Air Mata Kumala Elvira: Teriakan Keadilan yang Diabaikan
Kasus ini menjadi sorotan nasional setelah istri Ilyas, Kumala Elvira, nekat bersujud di depan pintu PN Sungguminasa. Aksi desperasi seorang istri yang melihat suaminya dipenjara tanpa bukti kuat itu menggugah nurani publik.
“Saya minta perlindungan kepada pemerintah… kami masyarakat miskin, kami butuh keadilan,” ratap Kumala Elvira dengan mata sembab, bahkan sempat menyurat langsung kepada Presiden Prabowo Subianto. Bagi keluarga ini, penjara bukan tempat rehabilitasi, tapi lubang hitam yang menelan masa depan mereka.

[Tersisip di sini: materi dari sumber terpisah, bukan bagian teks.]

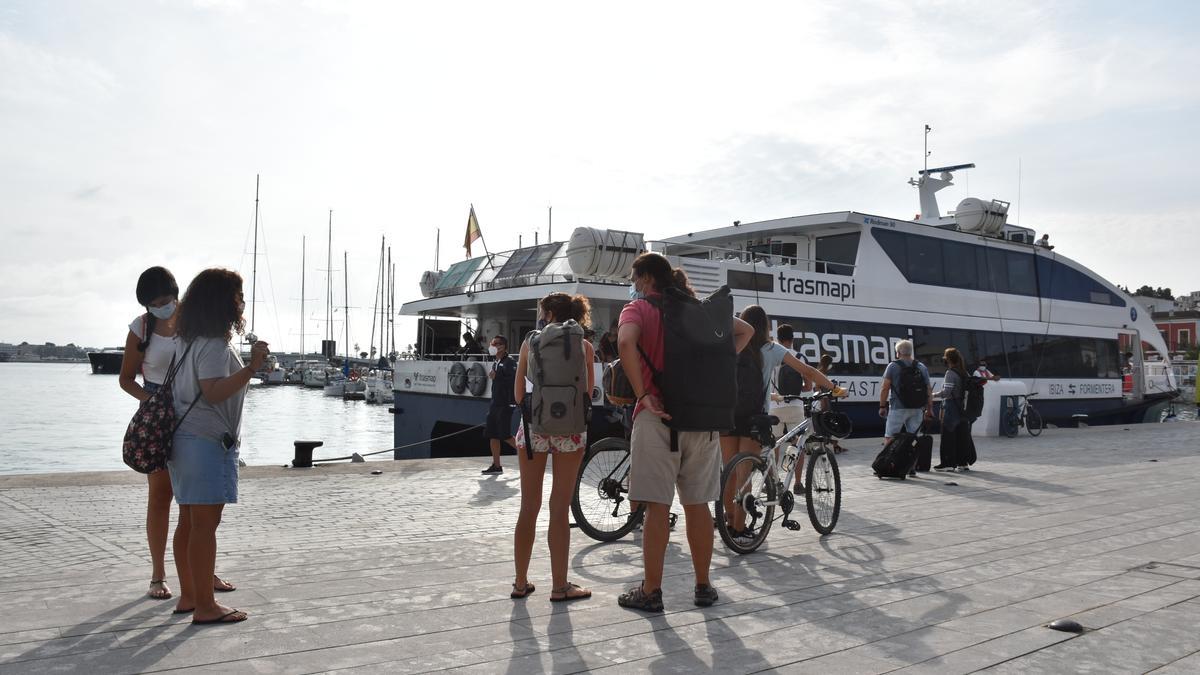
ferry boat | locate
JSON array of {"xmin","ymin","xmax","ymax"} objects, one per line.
[
  {"xmin": 87, "ymin": 349, "xmax": 124, "ymax": 374},
  {"xmin": 393, "ymin": 163, "xmax": 1177, "ymax": 458}
]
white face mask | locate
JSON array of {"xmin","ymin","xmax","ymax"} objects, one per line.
[
  {"xmin": 488, "ymin": 345, "xmax": 499, "ymax": 356},
  {"xmin": 148, "ymin": 301, "xmax": 176, "ymax": 320}
]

Dampak sosialnya mengerikan: Salah satu anak Ilyas terpaksa putus sekolah. Bukan karena biaya, tapi karena stigma dan rasa malu akibat tuduhan kriminal yang menimpa ayahnya. Saat tulang punggung keluarga dipaksa terpisah dari rumah selama 90 hari, struktur sosial keluarga ini runtuh seketika.
Kunjungan Bupati: Simpati atau Evaluasi Sistem?

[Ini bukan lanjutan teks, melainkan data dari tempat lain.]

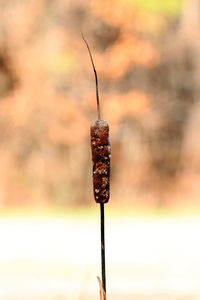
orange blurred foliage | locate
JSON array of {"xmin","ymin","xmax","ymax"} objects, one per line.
[{"xmin": 0, "ymin": 0, "xmax": 199, "ymax": 208}]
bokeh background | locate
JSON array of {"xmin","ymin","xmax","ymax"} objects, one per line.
[{"xmin": 1, "ymin": 0, "xmax": 200, "ymax": 299}]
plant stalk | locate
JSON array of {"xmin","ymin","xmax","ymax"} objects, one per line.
[{"xmin": 100, "ymin": 203, "xmax": 106, "ymax": 295}]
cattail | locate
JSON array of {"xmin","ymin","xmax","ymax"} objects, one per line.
[
  {"xmin": 91, "ymin": 120, "xmax": 111, "ymax": 203},
  {"xmin": 82, "ymin": 33, "xmax": 110, "ymax": 297}
]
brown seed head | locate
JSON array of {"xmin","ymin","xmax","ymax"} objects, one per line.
[{"xmin": 90, "ymin": 120, "xmax": 111, "ymax": 203}]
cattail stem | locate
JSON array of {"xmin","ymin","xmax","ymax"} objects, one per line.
[{"xmin": 100, "ymin": 203, "xmax": 106, "ymax": 294}]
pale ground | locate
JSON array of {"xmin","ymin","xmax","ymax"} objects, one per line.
[{"xmin": 0, "ymin": 214, "xmax": 200, "ymax": 300}]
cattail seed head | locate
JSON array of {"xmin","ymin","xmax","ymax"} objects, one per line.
[{"xmin": 91, "ymin": 120, "xmax": 111, "ymax": 203}]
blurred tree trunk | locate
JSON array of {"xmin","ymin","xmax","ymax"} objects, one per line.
[
  {"xmin": 147, "ymin": 0, "xmax": 200, "ymax": 207},
  {"xmin": 178, "ymin": 0, "xmax": 200, "ymax": 93},
  {"xmin": 179, "ymin": 0, "xmax": 200, "ymax": 45},
  {"xmin": 178, "ymin": 0, "xmax": 200, "ymax": 189}
]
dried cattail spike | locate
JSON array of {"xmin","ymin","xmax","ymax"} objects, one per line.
[
  {"xmin": 91, "ymin": 120, "xmax": 111, "ymax": 204},
  {"xmin": 82, "ymin": 34, "xmax": 109, "ymax": 294}
]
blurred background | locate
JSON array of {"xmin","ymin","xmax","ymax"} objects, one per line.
[{"xmin": 0, "ymin": 0, "xmax": 200, "ymax": 299}]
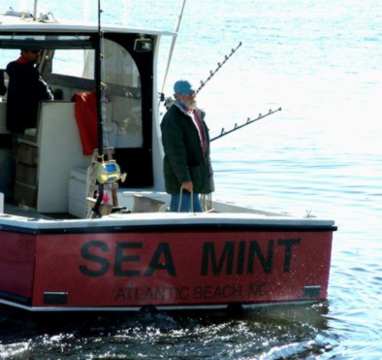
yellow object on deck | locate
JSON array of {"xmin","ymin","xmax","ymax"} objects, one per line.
[{"xmin": 94, "ymin": 160, "xmax": 123, "ymax": 184}]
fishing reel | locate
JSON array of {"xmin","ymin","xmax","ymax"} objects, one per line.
[
  {"xmin": 94, "ymin": 159, "xmax": 126, "ymax": 185},
  {"xmin": 89, "ymin": 156, "xmax": 127, "ymax": 218},
  {"xmin": 164, "ymin": 96, "xmax": 175, "ymax": 110}
]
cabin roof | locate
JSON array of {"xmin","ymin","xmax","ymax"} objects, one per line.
[{"xmin": 0, "ymin": 20, "xmax": 175, "ymax": 37}]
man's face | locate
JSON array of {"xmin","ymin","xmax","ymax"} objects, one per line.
[
  {"xmin": 22, "ymin": 50, "xmax": 41, "ymax": 63},
  {"xmin": 179, "ymin": 92, "xmax": 196, "ymax": 109}
]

Menyikapi putusan bebas tersebut, Bupati Gowa, Dr. Hj. Sitti Husniah Talenrang, S.E., M.M., mengunjungi kediaman Ilyas di Jl. Abd. Muthalib Dg Narang pada hari yang sama. Kedatangan orang nomor satu di Gowa ini disambut haru oleh warga, namun juga menyisakan pertanyaan kritis.

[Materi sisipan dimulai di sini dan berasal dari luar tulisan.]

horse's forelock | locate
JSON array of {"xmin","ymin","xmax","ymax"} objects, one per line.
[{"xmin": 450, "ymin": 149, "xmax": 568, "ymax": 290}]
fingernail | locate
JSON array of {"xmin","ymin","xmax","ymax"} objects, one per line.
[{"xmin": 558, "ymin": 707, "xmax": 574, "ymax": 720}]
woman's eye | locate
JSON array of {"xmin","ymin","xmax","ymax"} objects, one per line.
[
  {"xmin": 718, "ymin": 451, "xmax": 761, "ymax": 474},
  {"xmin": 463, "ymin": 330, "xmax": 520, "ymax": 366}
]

“Alhamdulillah Bapak Ilyas Sitaba sudah divonis bebas. Kedatangan saya sebagai bentuk dukungan kepala daerah agar masyarakat lebih bersemangat menjalani hidup kedepannya,” ujar Bupati Sitti Husniah.
Namun, di balik kata-kata penyemangat tersebut, publik menuntut lebih dari sekadar simpati. Kunjungan ini seharusnya menjadi momentum bagi Pemkab Gowa untuk mengevaluasi kinerja aparat penegak hukum tingkat daerah dan mekanisme perlindungan bagi warga miskin yang rentan menjadi korban kesalahan penyidikan. Apakah ada prosedur klarifikasi awal yang diabaikan sebelum kasus ini digulirkan ke meja hijau?
Refleksi Pahit: Keadilan Tidak Boleh Mahal
Putusan bebas Ilyas Sitaba adalah kemenangan kebenaran, tetapi juga catatan hitam bagi sistem peradilan kita. Fakta bahwa “tanah curian” masih ada di tempatnya sejak awal seharusnya bisa menghentikan proses hukum jauh sebelum Ilyas merasakan dinginnya sel tahanan Rutan Kelas I Makassar.
Kisah Ilyas mengingatkan kita: Keadilan yang terlambat tetaplah ketidakadilan bagi waktu yang terbuang, trauma yang tertanam, dan pendidikan anak yang putus.
Pemkab Gowa diharapkan tidak hanya hadir saat vonis bebas dijatuhkan, tetapi juga hadir memperbaiki celah-celah birokrasi yang memungkinkan warga kecil seperti Ilyas terperangkap dalam jerat hukum yang rapuh.